Juro que parpadearon, una vez. Luego, lentamente, se cerraron.
La doctora me liberó.
Algo se movió en el dobladillo de su camisa suelta. Entonces el movimiento cesó.
Parecía tan tranquila, tan segura… Y al mismo tiempo tan muerta, tan superada por los acontecimientos… Volvió la cabeza a un lado y dijo algo en un tono que mantengo hasta el día de hoy que era de resignación y derrota, de amargura incluso. Algo zumbaba por el aire.
—Debemos encerrarnos para salvarnos, Oelph —me dijo. Me puso una mano sobre la boca—. Si es que todavía es posible.
Cálida, seca y fuerte.
Estábamos en una celda. Una celda dentro de las paredes de la cámara de torturas y separada de esta por una rejilla de barrotes de hierro. Por qué nos había metido allí, no lo sé. Había vuelto a vestirse. Yo me había quitado la ropa rápidamente mientras ella no miraba, me había limpiado lo mejor que había podido, y luego me había vestido de nuevo. Mientras tanto, ella había recogido el pelo que Ralinge le había afeitado de la cabeza. Lo miró con aire nostálgico mientras pasaba sobre el cuerpo del maestro torturador y luego arrojó los brillantes y rojos mechones al brasero, donde crepitaron, chisporrotearon, echaron humo y finalmente prendieron con un olor espantoso.
Sin decir nada, había cerrado la puerta de la cámara antes de meternos a los dos en aquella pequeña celda, cerrar la puerta desde dentro y arrojar las llaves al banco más próximo. Luego se había sentado tranquilamente en el suelo de paja sucia, se había rodeado las rodillas con los brazos y había dirigido una mirada vacía a la carnicería del exterior de la celda.

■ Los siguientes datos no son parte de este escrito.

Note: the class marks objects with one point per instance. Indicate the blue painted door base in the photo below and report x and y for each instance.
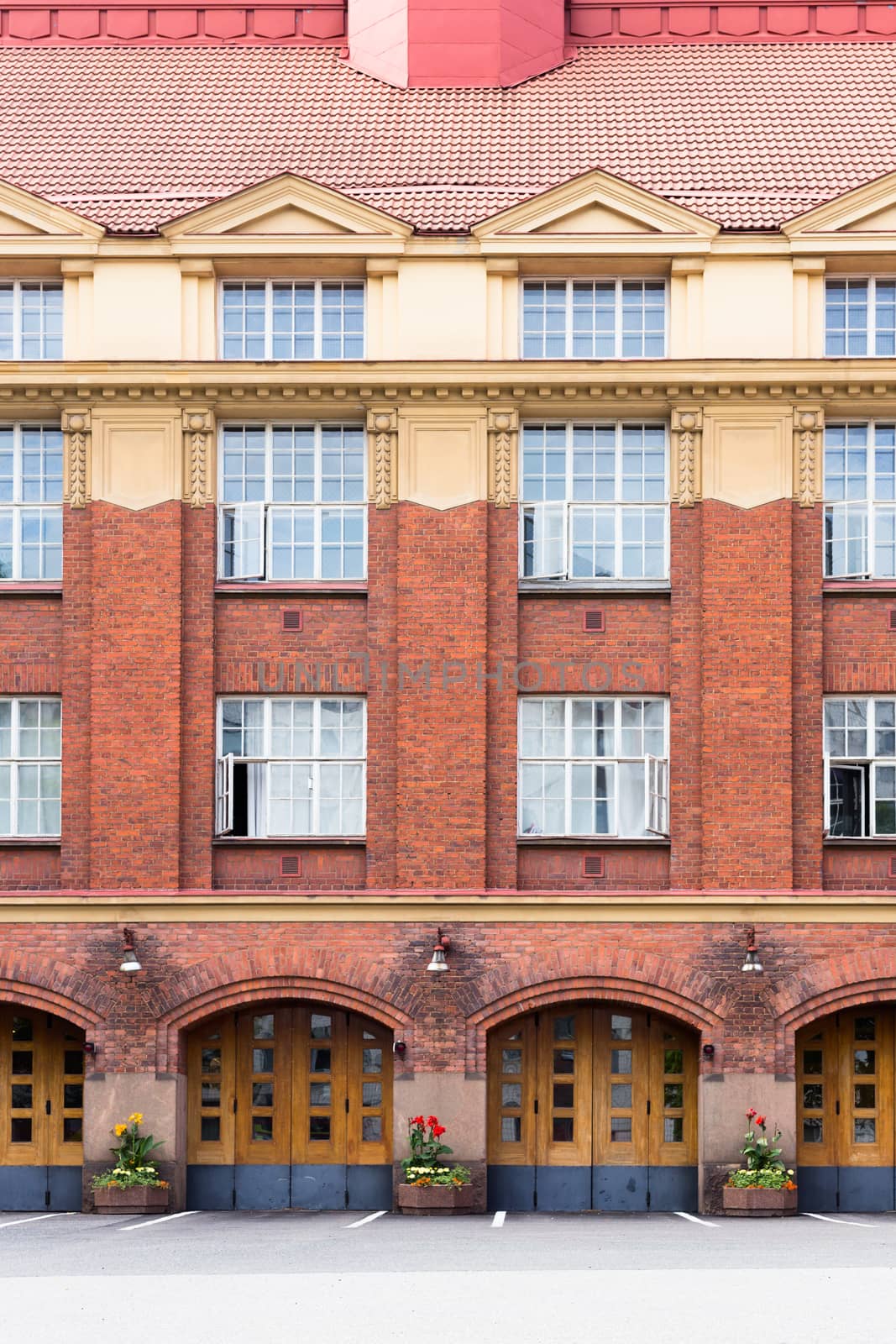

Yo me agazapé a su lado, con mi rodilla junto a su bota, de cuyo borde superior sobresalía la antigua daga. El aire olía a mierda, a pelo quemado y a algo intenso que decidí que debía de ser sangre. Estuve un poco mareado durante un rato. Traté de concentrarme en cosas triviales y me vi totalmente incapaz de encontrar ninguna. La vieja y maltrecha daga de la doctora había perdido la última de las pequeñas cuentas que rodeaban la parte superior de su pomo, bajo la piedra traslúcida. Pensé que así parecía más pulcra, más simétrica. Aspiré profundamente por la boca para escapar de los olores de la cámara de torturas y luego me aclaré la garganta.